V6-06: Fluoroscopic Roadmapping for Endourology


Introductions and Objectives
During ureteroscopy and percutaneous nephrolithotomy orientation within the kidney is guided by two sources of information. The operator builds a mental map of the collecting system via visual infection and a retrograde pyelogram can also be performed to provide a visual snapshot. However, the contrast washes out and the visual reference is removed. In a kidney with complex architecture it can be challenging to navigate. We applied the use of fluoroscopic roadmapping used in angiography to provide real-time navigation within the kidney.

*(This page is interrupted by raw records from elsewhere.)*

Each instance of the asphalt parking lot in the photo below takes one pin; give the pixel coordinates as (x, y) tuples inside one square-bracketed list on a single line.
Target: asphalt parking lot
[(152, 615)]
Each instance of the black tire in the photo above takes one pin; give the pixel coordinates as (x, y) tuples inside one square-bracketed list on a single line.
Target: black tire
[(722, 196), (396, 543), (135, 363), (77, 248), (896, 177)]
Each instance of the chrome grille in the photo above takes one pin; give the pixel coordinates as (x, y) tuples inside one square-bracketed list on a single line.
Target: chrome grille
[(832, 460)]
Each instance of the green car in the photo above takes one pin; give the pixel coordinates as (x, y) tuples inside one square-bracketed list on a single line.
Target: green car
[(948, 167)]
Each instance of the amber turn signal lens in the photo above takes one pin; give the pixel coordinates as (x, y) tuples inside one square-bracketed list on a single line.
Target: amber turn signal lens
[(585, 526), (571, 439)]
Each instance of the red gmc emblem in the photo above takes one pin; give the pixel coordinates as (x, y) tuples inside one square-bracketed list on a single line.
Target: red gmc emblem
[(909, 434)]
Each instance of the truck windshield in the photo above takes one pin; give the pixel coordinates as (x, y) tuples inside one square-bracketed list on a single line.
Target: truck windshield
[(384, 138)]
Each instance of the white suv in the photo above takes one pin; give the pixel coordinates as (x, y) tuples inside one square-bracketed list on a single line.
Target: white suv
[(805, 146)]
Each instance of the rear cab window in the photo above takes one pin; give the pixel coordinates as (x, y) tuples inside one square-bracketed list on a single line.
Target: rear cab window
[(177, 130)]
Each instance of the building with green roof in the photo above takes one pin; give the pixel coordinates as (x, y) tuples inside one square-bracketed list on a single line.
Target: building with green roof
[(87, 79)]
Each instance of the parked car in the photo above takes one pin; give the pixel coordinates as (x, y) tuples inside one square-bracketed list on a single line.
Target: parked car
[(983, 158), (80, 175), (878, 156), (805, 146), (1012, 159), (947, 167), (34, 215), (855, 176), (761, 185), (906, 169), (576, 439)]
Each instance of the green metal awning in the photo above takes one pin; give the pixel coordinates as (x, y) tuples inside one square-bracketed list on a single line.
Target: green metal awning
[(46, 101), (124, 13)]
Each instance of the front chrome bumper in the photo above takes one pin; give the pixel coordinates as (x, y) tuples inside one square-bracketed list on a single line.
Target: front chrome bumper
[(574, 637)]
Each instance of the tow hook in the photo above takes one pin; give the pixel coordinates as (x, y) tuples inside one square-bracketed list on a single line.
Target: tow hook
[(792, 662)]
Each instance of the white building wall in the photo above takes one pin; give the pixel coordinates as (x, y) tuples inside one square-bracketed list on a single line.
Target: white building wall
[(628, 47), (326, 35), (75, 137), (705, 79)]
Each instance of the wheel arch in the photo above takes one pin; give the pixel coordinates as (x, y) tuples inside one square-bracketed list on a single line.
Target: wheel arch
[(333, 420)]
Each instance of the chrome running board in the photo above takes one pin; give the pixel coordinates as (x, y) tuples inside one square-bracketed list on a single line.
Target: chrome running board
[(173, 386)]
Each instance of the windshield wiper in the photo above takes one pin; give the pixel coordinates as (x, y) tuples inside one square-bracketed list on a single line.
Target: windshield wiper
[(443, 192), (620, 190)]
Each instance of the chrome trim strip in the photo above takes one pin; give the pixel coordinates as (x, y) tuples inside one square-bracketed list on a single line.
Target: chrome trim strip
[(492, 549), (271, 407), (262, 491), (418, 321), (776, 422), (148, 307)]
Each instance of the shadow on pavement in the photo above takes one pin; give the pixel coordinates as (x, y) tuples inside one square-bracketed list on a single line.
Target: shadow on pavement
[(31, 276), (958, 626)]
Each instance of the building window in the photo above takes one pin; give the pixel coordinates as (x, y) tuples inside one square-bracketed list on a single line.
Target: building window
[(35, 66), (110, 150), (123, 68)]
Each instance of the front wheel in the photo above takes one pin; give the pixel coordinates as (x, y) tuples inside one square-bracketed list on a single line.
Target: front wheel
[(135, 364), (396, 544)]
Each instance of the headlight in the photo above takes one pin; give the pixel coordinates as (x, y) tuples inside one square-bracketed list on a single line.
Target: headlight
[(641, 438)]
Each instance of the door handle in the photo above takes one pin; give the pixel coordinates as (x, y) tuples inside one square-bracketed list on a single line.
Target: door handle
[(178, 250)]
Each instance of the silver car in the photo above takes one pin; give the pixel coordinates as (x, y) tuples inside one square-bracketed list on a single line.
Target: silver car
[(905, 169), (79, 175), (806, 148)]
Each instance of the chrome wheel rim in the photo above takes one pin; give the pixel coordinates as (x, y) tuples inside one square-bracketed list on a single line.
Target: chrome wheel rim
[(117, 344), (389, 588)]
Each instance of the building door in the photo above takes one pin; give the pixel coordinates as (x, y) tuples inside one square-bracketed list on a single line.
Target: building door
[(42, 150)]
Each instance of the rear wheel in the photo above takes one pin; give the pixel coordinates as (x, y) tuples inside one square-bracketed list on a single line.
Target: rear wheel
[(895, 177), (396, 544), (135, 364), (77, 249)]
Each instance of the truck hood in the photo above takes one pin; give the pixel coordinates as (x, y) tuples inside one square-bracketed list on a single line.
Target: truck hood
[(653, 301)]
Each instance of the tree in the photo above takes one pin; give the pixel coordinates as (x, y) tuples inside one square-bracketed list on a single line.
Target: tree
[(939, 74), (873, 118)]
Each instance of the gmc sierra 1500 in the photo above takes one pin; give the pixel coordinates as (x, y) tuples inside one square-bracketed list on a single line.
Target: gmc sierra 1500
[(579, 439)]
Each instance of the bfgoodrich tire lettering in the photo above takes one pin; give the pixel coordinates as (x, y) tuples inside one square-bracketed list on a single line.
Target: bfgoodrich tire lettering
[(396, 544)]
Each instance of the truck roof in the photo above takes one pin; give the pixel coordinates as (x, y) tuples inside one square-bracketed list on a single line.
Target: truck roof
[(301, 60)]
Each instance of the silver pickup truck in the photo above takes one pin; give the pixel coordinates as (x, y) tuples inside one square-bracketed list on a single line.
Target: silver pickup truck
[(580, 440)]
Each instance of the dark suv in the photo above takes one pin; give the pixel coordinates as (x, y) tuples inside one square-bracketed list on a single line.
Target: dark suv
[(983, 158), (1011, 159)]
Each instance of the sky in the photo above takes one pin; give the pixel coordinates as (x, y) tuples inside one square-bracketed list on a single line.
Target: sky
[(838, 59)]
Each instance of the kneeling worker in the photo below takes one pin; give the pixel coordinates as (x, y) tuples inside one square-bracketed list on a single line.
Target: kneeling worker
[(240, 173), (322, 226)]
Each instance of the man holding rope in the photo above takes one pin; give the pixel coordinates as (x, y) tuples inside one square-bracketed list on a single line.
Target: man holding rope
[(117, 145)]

Fluroscopic roadmapping is an imaging process mode commonly used in vascular interventional cases. It is built into many mobile C-arm units used in the operating room. To create a roadmap first an image without contrast is recorded. Then images are captured as contrast is injected. The peak opacification from each frame is saved and then inverted to create a mask showing only the course of the contrast. The result is that immobile structures, such as ribs and vertebra, are erased and the path of the contrast appears white. When used in the kidney the mask acts as a transparent and stable nephrogram. Scopes and wires can be navigated with greater precision even in the absence of visual guidance.

Fluoroscopic roadmapping has been beneficially applied to both ureteroscopy and percutaneous nephrolitotomy. With the collecting system continuously highlighted, complex anatomy such as duplicated systems and compound calyxes can be navigated with confidence. Radiography assisted navigation can augment visual navigation compromised by blood or debris. During percutaneous nephrolitotomy (PCNL), roadmapping allows more precise placement of the dilation balloon.

This novel application of fluoroscopy can be applied whenever a pyelogram would be helpful. With additional experience and optimization of the technical aspects this can provide another tool for complex endourologic procedures. Future research will be needed to quantify the benefits in regards to operative success, operative time, and radiation exposure.